3 files changed, 26 insertions, 22 deletions

diff --git a/sandbox/linux/seccomp-bpf/bpf_tests_unittest.cc b/sandbox/linux/seccomp-bpf/bpf_tests_unittest.cc
index bd18412..eaa9ff3c 100644
--- a/sandbox/linux/seccomp-bpf/bpf_tests_unittest.cc
+++ b/sandbox/linux/seccomp-bpf/bpf_tests_unittest.cc
@@ -134,6 +134,16 @@ BPF_TEST_C(BPFTest, BPFTestWithInlineTest, EnosysPtracePolicy) {
   BPF_ASSERT(ENOSYS == errno);
 }
 
+const char kHelloMessage[] = "Hello";
+
+BPF_DEATH_TEST_C(BPFTest,
+                 BPFDeathTestWithInlineTest,
+                 DEATH_MESSAGE(kHelloMessage),
+                 EnosysPtracePolicy) {
+  LOG(ERROR) << kHelloMessage;
+  _exit(1);
+}
+
 }  // namespace
 
 }  // namespace sandbox
diff --git a/sandbox/linux/seccomp-bpf/sandbox_bpf_unittest.cc b/sandbox/linux/seccomp-bpf/sandbox_bpf_unittest.cc
index a9470d7..c25d6cf 100644
--- a/sandbox/linux/seccomp-bpf/sandbox_bpf_unittest.cc
+++ b/sandbox/linux/seccomp-bpf/sandbox_bpf_unittest.cc
@@ -247,11 +247,8 @@ class ErrnoTestPolicy : public SandboxBPFPolicy {
 ErrorCode ErrnoTestPolicy::EvaluateSyscall(SandboxBPF*, int sysno) const {
   DCHECK(SandboxBPF::IsValidSyscallNumber(sysno));
   switch (sysno) {
-#if defined(ANDROID)
     case __NR_dup3:    // dup2 is a wrapper of dup3 in android
-#else
     case __NR_dup2:
-#endif
       // Pretend that dup2() worked, but don't actually do anything.

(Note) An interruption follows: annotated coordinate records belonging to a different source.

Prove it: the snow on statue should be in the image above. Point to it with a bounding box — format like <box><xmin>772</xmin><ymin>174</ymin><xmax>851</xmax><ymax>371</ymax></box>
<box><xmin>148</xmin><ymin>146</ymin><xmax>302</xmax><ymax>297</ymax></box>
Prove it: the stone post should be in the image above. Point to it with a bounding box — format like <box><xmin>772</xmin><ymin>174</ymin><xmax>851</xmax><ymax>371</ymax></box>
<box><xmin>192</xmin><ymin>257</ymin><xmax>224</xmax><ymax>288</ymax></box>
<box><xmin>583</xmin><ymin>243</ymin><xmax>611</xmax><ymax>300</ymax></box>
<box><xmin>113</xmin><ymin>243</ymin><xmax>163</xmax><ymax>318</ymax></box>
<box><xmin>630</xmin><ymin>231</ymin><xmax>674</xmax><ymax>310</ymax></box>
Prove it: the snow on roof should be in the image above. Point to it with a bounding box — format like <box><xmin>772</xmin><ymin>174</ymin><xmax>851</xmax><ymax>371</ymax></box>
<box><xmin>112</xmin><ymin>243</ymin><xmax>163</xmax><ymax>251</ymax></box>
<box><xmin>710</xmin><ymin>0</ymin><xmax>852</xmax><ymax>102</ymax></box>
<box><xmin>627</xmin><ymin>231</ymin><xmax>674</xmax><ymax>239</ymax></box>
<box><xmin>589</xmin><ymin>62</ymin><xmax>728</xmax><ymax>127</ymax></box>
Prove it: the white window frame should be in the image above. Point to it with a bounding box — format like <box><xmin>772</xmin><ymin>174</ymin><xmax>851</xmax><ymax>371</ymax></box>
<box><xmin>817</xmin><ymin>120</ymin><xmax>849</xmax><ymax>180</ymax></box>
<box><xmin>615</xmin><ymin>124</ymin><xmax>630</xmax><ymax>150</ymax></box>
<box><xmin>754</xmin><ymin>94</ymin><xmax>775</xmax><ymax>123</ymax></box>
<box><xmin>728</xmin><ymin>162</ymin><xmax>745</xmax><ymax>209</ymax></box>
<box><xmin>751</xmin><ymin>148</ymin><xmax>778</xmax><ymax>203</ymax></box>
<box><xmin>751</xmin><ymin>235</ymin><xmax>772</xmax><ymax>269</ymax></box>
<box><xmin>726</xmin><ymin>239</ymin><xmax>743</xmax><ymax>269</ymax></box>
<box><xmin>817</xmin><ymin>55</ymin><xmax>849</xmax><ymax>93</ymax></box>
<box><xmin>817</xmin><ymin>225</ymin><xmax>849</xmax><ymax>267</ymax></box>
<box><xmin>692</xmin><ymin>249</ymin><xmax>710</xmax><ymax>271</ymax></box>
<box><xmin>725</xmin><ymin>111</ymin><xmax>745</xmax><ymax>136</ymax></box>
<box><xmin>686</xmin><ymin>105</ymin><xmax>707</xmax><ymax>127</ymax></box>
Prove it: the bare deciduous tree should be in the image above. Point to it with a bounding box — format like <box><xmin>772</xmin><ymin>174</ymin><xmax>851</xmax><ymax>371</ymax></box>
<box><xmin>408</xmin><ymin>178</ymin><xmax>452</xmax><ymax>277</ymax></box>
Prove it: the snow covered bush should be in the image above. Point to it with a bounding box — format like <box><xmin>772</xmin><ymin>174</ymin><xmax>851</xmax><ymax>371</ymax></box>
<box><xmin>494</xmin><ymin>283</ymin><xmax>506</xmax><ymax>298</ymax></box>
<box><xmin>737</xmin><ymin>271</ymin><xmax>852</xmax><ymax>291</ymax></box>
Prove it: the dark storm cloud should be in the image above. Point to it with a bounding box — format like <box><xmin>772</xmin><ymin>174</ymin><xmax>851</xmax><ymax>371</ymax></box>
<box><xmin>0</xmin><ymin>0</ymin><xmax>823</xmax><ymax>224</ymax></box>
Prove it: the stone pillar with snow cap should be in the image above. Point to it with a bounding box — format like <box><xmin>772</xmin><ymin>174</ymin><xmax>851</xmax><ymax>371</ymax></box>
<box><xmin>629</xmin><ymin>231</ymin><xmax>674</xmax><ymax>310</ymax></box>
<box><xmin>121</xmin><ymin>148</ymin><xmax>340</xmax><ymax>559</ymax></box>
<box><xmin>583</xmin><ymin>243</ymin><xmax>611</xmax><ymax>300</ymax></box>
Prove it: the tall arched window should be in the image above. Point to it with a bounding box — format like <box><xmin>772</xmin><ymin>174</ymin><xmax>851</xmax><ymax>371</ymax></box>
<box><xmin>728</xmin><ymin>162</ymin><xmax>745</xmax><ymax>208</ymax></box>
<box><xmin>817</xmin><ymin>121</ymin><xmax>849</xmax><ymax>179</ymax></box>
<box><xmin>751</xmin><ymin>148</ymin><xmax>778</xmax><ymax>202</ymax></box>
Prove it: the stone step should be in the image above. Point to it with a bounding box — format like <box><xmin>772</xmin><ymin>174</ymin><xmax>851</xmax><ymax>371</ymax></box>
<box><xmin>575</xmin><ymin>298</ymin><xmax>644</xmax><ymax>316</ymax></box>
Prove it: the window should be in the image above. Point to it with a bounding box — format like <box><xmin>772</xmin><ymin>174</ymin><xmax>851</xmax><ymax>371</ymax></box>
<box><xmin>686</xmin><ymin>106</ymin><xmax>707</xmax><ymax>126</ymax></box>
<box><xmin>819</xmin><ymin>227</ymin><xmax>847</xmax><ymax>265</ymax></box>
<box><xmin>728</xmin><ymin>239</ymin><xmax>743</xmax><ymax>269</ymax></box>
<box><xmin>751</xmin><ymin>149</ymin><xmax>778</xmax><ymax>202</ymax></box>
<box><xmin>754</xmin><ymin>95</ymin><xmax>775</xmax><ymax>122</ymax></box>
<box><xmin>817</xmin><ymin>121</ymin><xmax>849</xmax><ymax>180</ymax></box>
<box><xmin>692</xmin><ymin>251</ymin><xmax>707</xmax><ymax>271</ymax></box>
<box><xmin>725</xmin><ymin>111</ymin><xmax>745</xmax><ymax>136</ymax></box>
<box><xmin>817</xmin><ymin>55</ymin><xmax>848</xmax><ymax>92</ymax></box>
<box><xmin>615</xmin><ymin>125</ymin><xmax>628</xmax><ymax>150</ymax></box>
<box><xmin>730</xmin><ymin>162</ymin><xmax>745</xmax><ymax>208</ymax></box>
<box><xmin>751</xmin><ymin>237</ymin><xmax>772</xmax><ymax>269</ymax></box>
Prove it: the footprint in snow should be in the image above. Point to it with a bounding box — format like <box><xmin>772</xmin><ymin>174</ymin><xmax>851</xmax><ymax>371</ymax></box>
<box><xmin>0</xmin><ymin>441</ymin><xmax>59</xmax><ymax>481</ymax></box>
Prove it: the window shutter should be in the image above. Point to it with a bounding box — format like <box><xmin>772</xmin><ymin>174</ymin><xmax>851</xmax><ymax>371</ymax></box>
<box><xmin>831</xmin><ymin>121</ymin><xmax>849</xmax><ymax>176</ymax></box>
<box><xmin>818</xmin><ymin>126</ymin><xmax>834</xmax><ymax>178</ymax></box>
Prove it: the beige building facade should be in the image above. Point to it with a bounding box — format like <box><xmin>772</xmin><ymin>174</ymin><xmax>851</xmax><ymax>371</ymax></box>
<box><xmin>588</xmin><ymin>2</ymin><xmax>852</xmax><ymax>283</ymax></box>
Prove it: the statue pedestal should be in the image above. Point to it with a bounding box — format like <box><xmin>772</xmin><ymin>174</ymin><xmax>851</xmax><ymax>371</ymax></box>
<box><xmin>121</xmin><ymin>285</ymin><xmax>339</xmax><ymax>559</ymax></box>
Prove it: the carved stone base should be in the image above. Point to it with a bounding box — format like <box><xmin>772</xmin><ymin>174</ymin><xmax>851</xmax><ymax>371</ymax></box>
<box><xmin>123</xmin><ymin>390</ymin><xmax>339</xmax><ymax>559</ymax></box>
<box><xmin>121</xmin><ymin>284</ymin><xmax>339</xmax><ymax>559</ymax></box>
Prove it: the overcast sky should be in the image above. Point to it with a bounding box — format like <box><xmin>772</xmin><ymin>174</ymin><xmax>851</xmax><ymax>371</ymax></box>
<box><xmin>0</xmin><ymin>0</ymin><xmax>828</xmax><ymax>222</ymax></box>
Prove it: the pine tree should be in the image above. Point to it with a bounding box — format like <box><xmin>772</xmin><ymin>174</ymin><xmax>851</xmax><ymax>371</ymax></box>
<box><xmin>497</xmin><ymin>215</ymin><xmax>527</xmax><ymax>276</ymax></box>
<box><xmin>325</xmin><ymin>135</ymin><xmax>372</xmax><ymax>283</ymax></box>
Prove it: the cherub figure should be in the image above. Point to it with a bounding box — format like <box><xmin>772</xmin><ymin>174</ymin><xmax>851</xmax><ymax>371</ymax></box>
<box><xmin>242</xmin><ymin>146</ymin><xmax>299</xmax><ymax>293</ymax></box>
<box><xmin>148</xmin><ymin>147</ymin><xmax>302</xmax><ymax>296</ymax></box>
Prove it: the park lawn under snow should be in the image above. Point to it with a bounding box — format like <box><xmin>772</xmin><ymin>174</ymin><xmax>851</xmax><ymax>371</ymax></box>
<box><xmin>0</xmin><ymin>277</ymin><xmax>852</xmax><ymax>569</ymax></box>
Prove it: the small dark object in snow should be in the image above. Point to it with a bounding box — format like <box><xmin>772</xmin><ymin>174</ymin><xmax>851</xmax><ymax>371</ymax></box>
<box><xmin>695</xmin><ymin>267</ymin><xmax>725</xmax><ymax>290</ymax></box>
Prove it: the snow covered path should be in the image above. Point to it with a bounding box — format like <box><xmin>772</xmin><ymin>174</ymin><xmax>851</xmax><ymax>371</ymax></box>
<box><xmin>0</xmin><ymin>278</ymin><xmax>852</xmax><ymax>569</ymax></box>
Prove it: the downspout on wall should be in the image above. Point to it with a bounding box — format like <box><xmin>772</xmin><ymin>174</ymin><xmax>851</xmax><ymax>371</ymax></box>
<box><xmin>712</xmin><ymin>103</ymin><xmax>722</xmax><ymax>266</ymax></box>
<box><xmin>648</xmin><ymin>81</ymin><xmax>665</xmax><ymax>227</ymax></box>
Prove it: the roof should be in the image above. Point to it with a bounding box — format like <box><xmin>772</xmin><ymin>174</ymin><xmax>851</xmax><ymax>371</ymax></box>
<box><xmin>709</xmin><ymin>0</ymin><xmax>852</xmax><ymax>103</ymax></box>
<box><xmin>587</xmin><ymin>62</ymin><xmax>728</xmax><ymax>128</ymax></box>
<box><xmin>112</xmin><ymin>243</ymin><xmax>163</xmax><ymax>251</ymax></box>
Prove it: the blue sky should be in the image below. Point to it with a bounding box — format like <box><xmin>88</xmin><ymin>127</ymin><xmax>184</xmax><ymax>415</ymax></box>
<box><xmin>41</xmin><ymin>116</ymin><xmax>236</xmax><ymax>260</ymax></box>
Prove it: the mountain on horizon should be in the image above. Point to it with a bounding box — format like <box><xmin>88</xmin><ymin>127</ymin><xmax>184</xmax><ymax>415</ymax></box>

       return ErrorCode(0);
     case __NR_setuid:
@@ -761,15 +758,13 @@ intptr_t BrokerOpenTrapHandler(const struct arch_seccomp_data& args,
   BPF_ASSERT(aux);
   BrokerProcess* broker_process = static_cast<BrokerProcess*>(aux);
   switch (args.nr) {
-#if defined(ANDROID)
     case __NR_faccessat:    // access is a wrapper of faccessat in android
+      BPF_ASSERT(static_cast<int>(args.args[0]) == AT_FDCWD);
       return broker_process->Access(reinterpret_cast<const char*>(args.args[1]),
                                     static_cast<int>(args.args[2]));
-#else
     case __NR_access:
       return broker_process->Access(reinterpret_cast<const char*>(args.args[0]),
                                     static_cast<int>(args.args[1]));
-#endif
     case __NR_open:
       return broker_process->Open(reinterpret_cast<const char*>(args.args[0]),
                                   static_cast<int>(args.args[1]));
@@ -793,11 +788,8 @@ ErrorCode DenyOpenPolicy(SandboxBPF* sandbox,
   }
 
   switch (sysno) {
-#if defined(ANDROID)
     case __NR_faccessat:
-#else
     case __NR_access:
-#endif
     case __NR_open:
     case __NR_openat:
       // We get a InitializedOpenBroker class, but our trap handler wants
@@ -875,28 +867,23 @@ ErrorCode SimpleCondTestPolicy::EvaluateSyscall(SandboxBPF* sandbox,
   // We deliberately return unusual errno values upon failure, so that we
   // can uniquely test for these values. In a "real" policy, you would want
   // to return more traditional values.
+  int flags_argument_position = -1;
   switch (sysno) {
-#if defined(ANDROID)
-    case __NR_openat:    // open is a wrapper of openat in android
-      // Allow opening files for reading, but don't allow writing.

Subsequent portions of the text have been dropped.